Along the way I ate some great pie, biked across the Mississippi River, stared out at the waters of Lake Michigan, toured arts centers, galleries and theater spaces, listened to hours of interesting conversation on Wisconsin Public Radio, and stayed up too late solving the world’s problems with wonderful colleagues and friends.
Thanks to these partner organizations in this year’s conversations:
- Big River Theatre, Alma
- Northern Lakes Center for the Arts, Amery
- Al.

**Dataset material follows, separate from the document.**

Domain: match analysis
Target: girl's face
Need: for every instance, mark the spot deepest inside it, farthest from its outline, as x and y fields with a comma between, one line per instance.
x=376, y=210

Ringling Theatre, Baraboo
- Cedarburg Art Museum, Cedarburg
- Cedarburg Cultural Center, Cedarburg
- Peninsula Arts and Humanities Alliance,, Door County
- Birch Creek Music Performance Center, Egg Harbor
- Mosaic Arts and Neville Public Museum, Green Bay
- City of La Crosse Arts Board, La Crosse
- Shake Rag Alley Center for the Arts, Mineral Point
- Racine Arts Council, Racine
- Festival Theatre, St. Croix Falls
- Central Wisconsin Symphony Orchestra and Scarabocchio Museum, Stevens Point
- Abode Gallery and Widespot Performing Arts Center, Stockholm
- Third Avenue Playhouse, Sturgeon Bay.
There are so many places I didn’t get to, so many photos I didn’t take. That just means I will get back on the road soon to explore!
There’s one more “Creative Conversation” left to do, in Amery. Looking forward to more travel and more good work around the state.
PS – Google “creative economy,” “creative industries” and “creative placemaking,” and thousands of interesting links from around the world will come up. Here are a few to check out:
- Four types of placemaking
Mark A. Wyckoff, Better Cities & Towns, September-October 2014
- What is the creative economy, really?
- Defining the Creative Economy
Ann Markusen, Director, Project on Regional and Industrial Economics (PRIE), University of Minnesota, 2006
- Creative Placemaking
Ann Markusen, commissioned by the National Endowment for the Arts, 2010
- The Creative Economy – A New Definition
New England Foundation for the Arts, 2007
- Creative Placemaking 101 for Community Developers
Ann Nicodemus, LISC Institute for Comprehensive Community Development, 2014
- The Creative Community Builder’s Handbook: How to Transform Communities Using Local Assets, Arts and Cultureby Tom Borrup, 2006. Assesses 20 arts-centered community development projects and provides a step-by-step guide to building the economic, social, civic and physical infrastructure of communities through the arts. The book includes case studies from urban, rural and suburban communities and best practices related to ten successful community building strategies.